Dalio compares capitalists to socialists using the old saw: one has trouble slicing up the pie, the other has trouble growing it. More appropriate today from my experience working as a commodities trader: the financial sector eats the pie that the real economy bakes. I retired comfortably after only 10 years on the Street ... but I'm not proud of what I accomplished. And neither should you be, Mr. Dalio.
His main thesis here seems to be that modern capitalism, including the financial sector, is not serving the people as well as it should, or as well as it did during the middle third of the 20th century. It sounds like you agree with him, but want to criticize anyway?
The financial sector provides the work of analyzing economic need to better allocate capital. It is real work, that adds real value to the economy. The problem with the financial sector is that barriers to entry, created to "protect retail investors" and "mitigate systemic risk", result in the vast majority being excluded from the industry and a small elite capturing the majority of profits.
Any development that threatens to disrupt the regulated financial sector is dealt with harshly by regulatory agencies, as in the case of the token sale market and the SEC's enforcement actions against token sale organizers.
My "real work" largely consisted of what is sometimes called "chartism" today. Technical analysis is ridiculed by the academic community, but in certain markets it sure as hell works. I don't think, however, that I ever "created value" in anything I did as a commodities trader, in the sense that cancer researchers or teachers create tangible value. If anything, I felt that I was exploiting supply/demand shocks using capital from investors that I was lucky enough to know. The strategies were never that complicated or innovative either. Today its even simpler: constant rebalancing between a couple of high market-cap ETF's.
Technical analysis is exploiting inefficiencies in market behaviour to profit, and in doing so, reducing those inefficiencies. It is not value-less work, no matter how far removed it is from the end-product that people consume.
>>If anything, I felt that I was exploiting supply/demand shocks using capital from investors that I was lucky enough to know.
This helps with the allocation of physical resources. The faster prices are aligned with supply-demand dynamics, the more efficiently those physical resources will be consumed.
When there is a major shortage of a commodity, you want people to start conserving that resource as soon as possible, and that is what an increase in prices brought about by traders like you results in.
> created to "protect retail investors" and "mitigate systemic risk", result in the vast majority being excluded from the industry and a small elite capturing the majority of profits.
Most Americans don't make enough to have anything left over to invest in the markets. This isn't a regulatory failing, this is a labor regulation failing.
It shouldn't cost anything to invest in the markets. The markets should be nearly frictionless, with no fixed costs for making an investment, making it possible to invest $2.50 at your local convenience store in a company or product that you like, the same way the poor buy lottery tickets in mass (currently 9% of the income of the poorest households is spent on lottery tickets).
> It shouldn't cost anything to invest in the markets.
Hyperbole. It costs something to maintain the infrastructure (data centers in NY, NJ, and IL) to execute and settle trades. We're just arguing over how much.
It costs something, yes. I think Vangaurd demonstrates how efficiently the whole system could run.
Investors own the infrastructure, co-op style; Executives running the exchanges could be more like Jack Bogle than Ken Griffin. Both were effectively IT executives doing finance and connecting buyers and sellers. One took a tiny salary, one is worth 9 billion. Of course market making is slightly different but is a middle man just like an exchange.
Now that crypto exists, there are many blockchains that are federated and require a fraction of energy as bitcoin and are working very securely.

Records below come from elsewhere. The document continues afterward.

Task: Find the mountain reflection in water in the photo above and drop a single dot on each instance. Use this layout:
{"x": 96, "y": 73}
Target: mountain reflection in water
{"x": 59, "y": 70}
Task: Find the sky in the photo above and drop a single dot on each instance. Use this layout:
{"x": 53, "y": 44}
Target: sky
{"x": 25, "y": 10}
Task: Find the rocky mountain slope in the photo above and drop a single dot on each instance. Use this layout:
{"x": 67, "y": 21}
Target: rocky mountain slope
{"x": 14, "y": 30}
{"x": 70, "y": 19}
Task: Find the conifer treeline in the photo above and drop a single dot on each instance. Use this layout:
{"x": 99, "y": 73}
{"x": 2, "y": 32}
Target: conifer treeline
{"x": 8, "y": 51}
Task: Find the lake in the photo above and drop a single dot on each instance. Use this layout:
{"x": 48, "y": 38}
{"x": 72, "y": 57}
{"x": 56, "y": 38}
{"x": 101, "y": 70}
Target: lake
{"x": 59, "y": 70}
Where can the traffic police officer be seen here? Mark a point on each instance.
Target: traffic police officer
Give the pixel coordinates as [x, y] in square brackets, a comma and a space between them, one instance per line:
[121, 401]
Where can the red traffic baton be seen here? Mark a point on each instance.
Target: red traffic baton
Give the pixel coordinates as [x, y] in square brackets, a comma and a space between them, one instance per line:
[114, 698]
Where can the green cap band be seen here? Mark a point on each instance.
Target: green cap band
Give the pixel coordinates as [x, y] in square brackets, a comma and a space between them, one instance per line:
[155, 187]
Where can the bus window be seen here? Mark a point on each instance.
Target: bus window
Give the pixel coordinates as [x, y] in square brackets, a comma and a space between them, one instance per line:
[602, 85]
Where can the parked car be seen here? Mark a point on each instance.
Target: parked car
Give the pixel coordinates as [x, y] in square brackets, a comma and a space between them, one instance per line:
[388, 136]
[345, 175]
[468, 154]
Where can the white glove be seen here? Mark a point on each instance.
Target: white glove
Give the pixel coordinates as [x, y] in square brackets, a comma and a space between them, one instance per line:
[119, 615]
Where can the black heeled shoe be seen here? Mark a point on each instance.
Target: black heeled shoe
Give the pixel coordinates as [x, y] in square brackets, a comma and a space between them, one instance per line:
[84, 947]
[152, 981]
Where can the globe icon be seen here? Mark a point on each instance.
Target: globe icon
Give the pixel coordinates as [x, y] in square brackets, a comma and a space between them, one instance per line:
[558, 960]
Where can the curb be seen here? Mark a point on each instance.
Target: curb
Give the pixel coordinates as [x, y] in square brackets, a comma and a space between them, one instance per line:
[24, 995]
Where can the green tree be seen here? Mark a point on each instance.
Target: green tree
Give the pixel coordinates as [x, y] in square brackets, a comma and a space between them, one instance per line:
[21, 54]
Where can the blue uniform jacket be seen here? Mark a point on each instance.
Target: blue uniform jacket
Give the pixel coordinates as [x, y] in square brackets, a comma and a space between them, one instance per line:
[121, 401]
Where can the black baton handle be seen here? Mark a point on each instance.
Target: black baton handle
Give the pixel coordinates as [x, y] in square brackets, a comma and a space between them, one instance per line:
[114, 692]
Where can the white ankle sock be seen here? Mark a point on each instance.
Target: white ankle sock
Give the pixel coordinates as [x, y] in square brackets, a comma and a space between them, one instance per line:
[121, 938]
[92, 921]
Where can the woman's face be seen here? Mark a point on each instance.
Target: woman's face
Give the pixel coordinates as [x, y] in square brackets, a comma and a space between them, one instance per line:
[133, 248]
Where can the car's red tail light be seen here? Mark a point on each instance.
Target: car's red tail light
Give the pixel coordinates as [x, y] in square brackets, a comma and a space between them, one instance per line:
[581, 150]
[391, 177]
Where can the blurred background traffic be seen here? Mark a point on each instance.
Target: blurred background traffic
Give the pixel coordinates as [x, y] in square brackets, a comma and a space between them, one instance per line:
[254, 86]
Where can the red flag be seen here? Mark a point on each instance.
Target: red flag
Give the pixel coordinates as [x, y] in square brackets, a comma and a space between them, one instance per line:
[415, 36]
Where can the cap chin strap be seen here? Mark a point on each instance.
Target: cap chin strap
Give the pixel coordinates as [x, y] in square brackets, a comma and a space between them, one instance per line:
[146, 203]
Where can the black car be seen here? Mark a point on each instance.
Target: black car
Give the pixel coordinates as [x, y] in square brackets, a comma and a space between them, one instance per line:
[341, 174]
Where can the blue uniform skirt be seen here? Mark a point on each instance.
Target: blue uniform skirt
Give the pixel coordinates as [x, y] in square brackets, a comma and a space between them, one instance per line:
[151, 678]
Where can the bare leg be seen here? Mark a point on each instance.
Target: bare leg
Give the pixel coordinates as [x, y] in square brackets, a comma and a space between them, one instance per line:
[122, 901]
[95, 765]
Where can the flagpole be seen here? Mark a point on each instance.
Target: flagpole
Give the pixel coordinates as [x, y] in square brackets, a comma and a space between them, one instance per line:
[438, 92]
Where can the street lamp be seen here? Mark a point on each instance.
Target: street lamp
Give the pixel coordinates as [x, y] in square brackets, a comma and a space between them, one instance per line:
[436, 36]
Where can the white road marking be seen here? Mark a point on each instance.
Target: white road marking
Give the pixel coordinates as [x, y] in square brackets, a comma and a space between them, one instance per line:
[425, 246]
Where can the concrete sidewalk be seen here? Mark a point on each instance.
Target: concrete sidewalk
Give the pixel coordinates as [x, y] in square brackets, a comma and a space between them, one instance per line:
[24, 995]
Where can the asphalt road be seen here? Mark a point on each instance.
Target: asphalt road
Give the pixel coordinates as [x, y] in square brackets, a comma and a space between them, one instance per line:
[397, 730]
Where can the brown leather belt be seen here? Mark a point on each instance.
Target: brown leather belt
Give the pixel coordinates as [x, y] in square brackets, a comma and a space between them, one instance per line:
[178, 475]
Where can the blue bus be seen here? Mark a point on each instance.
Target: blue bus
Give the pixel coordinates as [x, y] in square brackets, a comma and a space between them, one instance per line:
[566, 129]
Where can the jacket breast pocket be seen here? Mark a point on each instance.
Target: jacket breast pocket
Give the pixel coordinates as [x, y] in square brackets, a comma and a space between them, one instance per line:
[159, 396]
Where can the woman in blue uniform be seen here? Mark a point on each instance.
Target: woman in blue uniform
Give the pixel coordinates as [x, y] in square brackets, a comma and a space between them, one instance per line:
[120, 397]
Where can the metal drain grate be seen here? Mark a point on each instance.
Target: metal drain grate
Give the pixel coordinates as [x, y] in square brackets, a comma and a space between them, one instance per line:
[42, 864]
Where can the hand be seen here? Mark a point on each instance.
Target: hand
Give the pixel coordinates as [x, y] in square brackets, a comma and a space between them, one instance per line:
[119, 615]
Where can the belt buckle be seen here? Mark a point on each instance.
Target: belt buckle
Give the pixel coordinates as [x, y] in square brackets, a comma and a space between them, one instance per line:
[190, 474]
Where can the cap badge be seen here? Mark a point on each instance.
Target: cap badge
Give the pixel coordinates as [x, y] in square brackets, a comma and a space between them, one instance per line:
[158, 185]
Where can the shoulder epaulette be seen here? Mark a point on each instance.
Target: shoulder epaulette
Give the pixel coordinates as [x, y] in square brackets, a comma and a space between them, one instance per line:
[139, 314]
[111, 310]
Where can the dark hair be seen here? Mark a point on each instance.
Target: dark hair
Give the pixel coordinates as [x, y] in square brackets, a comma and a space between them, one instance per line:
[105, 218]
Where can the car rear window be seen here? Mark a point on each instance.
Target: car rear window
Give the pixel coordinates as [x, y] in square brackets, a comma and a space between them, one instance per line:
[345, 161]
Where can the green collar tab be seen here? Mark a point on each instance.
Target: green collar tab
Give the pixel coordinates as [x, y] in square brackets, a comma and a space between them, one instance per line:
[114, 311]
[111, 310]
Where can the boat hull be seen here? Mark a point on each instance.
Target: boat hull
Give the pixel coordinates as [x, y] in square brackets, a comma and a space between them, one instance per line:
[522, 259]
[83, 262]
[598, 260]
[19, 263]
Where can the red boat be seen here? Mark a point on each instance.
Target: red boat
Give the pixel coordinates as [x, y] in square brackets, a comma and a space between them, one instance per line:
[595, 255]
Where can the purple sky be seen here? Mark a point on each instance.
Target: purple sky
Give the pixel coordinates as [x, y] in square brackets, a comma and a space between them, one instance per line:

Bitcoin is an exception to energy required and therefor not indicative of the real cost.
It should cost almost nothing. It's an information technology, as cryptocurrency is demonstrating. The cost per transaction should be extremely low. That it isn't is a result of regulatory overhead.
That's a result of the mining subsidy, that is there to provide security until transaction fees are sufficiently large to secure the network. Actual energy consumption for a network of a few thousand computers to propagate and validate a transaction is minimal:
Without the mining subsidy, and without an artificial 1 MB per 10 minute throughput limit creating scarcity in block space, fees would be extraordinarily low.
Also, Ethereum and other blockchains are-moving/have-already-moved to Proof of Stake, which eliminates all of the additional energy consumption that comes from generating proof of work.
> Most Americans don't make enough to have anything left over to invest in the markets.
This assertion is not supported by demographic statistics. The median US household has ~$12,000/year in investable cash, after all ordinary expenses. Whether or not they actually invest any of this cash is another matter.
Glen Weyl's RadicalXChange movement is the most sensible alternative to capitalism out there, imo. The Herberger tax/COST and liberal radicalism are great ideas.